Multiple Regression in Go
Linear Regression predicts one dependent variable (y) given one or more independent variables (x1, x2, x3...xn). Simple Linear regression with a single independent variable is easy to implement thanks to convenient closed form solution.
Multiple regression also has a closed form solution using matrices and requires computing a matrix inverse which is often impossible[1].
The Closed form Solution
The closed form of multiple regression solves k partial differential equations using matrices and requires a matrix inverse. Lets begin with the matrix representation of a linear model in k dimensions with n observations in the training data:
\[\hat{Y} = X\beta\] $\hat{Y}$ is a n x 1 column vector$X$ is a n x k matrix
$\beta$ is a k x 1 column vector
With the matrix representation, the closed form for multiple regression is
\[\beta = (X^TX)^{-1} X^TY\]The proof of this expression is instructive but ultimately unhelpful because it requires a matrix inverse. The matrix inverse is undefined for non-square matrices. It is also undefined for square matrices where the determinant is zero.
In practice the optimal solution for Multiple Regression is computed using Gradient Descent.
Gradient Descent algorithm for Multiple Regression
The gradient descent algorithm begins by initializing all model coefficients to zero. It then iteratively calculates the partial derivatives of the cost function with respect to each coefficient, determining the direction and magnitude of the steepest increase in cost. The coefficients are updated at each iteration by moving in the opposite direction of these gradients, scaled by a small learning rate parameter that controls the step size. This iterative optimization process repeats, gradually minimizing the cost function, until either a predetermined number of iterations is reached or the magnitude of the gradient falls below a specified threshold, indicating convergence to a local minimum.

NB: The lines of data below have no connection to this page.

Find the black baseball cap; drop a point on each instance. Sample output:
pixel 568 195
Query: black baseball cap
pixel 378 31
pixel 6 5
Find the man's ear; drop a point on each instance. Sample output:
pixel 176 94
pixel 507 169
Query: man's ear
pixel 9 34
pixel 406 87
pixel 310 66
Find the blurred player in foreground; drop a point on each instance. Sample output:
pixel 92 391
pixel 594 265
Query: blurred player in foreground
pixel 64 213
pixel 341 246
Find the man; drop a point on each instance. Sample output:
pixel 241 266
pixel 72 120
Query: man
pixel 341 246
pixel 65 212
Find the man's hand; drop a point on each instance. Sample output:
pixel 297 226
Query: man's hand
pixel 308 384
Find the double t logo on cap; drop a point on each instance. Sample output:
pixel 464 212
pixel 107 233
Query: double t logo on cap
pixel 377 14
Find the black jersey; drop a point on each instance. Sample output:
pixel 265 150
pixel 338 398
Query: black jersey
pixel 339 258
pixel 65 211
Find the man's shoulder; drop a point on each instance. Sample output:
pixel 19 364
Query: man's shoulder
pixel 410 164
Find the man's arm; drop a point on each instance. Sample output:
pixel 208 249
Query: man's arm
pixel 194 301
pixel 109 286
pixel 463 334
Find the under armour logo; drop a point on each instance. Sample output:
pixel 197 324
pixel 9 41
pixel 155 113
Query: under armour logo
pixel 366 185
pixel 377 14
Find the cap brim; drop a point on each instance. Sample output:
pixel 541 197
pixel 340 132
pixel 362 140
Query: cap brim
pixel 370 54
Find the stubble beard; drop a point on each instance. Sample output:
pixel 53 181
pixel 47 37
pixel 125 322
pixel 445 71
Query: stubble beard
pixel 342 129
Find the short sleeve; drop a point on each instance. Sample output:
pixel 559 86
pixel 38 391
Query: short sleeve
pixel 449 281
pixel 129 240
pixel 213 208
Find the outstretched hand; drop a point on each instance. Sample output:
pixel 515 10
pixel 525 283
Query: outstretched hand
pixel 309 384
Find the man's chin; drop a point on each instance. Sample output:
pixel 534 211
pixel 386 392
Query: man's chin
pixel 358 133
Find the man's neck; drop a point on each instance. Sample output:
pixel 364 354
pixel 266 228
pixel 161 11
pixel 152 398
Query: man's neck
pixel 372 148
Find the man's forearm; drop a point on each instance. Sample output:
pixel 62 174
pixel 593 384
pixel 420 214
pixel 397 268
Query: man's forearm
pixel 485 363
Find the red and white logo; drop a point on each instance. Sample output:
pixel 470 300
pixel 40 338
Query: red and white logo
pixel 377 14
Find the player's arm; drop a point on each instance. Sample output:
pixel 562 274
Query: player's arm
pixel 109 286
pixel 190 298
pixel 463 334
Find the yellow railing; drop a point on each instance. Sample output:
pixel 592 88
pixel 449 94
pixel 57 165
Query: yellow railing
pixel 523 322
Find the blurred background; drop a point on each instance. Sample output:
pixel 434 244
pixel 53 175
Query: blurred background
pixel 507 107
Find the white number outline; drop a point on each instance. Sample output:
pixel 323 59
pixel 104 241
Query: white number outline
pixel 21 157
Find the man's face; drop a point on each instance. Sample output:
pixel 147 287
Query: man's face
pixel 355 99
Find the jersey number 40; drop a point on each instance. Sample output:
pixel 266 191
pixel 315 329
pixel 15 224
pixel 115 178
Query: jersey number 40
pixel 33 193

The cost function for Multiple Regression is
\[\frac{1}{2n}{\parallel Y - X\beta \parallel} ^2\]The first derivative of the cost function is
\[ \frac{1}{n} X^T (\hat{Y}-Y)\] \[ \frac{1}{n} X^T (X\beta-Y)\]We can now write the steps in pseudo code as follows:
// Start with initial values for the model coefficients
// beta is a k x 1 column vector
beta = 0
for i in 0..iterations:
// Step 1: compute the predicted values for the model with parameters beta
// Y_hat is an n x 1 column vector of predictions
// X is a n x k matrix of feature values
// beta is k x 1 column vector
Y_hat = X x beta
// Step 2: Calculate the error in the predictions
// Y is an n x 1 column vector of observations
Y_err = Y_hat - Y
// Step 3: Calculate the first derivative of the cost function (the gradient)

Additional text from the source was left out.